Estaba sentado, como cada día, en el renovado banco que habían puesto en el rellano del portal del viejo edificio. Pasaba allí horas escondido tras la celosía de cemento, oculto a las miradas de los que transitaban por la calle. Algún vecino curioso le preguntaba qué esperaba allí a diario. Y él, socarrón, le decía que «esperar a que vengan a buscarme». Porque se sentía pobre y abandonado.

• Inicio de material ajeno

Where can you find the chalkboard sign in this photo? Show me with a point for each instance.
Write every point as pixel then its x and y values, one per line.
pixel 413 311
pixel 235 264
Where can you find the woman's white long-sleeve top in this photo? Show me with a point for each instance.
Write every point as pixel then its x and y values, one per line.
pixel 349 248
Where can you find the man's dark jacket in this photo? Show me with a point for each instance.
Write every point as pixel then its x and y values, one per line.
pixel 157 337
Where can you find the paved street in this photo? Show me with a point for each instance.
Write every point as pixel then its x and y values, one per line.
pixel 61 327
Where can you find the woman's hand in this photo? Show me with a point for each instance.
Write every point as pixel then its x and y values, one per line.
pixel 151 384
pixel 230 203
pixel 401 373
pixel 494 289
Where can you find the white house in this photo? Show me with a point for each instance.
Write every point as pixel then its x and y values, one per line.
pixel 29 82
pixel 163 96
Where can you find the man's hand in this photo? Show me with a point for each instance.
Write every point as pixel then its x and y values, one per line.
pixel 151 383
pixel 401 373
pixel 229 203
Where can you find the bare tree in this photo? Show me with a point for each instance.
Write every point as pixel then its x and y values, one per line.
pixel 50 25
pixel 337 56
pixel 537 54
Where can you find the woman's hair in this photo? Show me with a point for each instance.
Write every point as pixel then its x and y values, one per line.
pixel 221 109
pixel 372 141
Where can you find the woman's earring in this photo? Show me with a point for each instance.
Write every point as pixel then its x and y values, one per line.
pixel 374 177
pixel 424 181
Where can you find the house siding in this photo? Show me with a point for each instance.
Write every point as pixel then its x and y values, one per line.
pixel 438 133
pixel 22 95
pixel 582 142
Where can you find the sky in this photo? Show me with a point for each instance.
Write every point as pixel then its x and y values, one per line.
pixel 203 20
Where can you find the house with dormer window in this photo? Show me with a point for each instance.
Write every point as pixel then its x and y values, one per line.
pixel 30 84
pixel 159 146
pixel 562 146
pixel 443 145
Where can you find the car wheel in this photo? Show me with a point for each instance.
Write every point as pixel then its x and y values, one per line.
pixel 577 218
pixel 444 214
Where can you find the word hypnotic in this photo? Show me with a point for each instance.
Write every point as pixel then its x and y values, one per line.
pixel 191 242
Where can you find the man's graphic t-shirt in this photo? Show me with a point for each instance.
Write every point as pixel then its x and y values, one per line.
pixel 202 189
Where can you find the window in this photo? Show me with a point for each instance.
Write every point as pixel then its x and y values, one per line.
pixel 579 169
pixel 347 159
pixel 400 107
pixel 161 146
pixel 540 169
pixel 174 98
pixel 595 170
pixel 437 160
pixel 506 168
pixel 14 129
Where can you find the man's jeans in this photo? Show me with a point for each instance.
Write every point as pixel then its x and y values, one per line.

La muerte de su compañera, hacía ya unos años, y el vuelo de sus hijos al extranjero en busca de una vida mejor con los estudios que él les pagó, le habían dejado solo consigo mismo. Y allí, detrás de la celosía de cemento que le impedía ver el bosque de edificios, se imaginaba lo que no distinguía. En otro tiempo, habría inventado historias de la gente que pasaba, de los edificios que se tambaleaban, o sobre la lluvia que limpiaba la calima. Pero, ahora, no tenía a quién contárselas.

Desde hace unos días, cuando empezaron las clases, un pequeñajo se sienta a su lado cuando la abuela le trae del colegio. Ella, sin preguntar, le deja allí y, al cabo de un rato, llega su hermana del instituto y se lo lleva para la casa.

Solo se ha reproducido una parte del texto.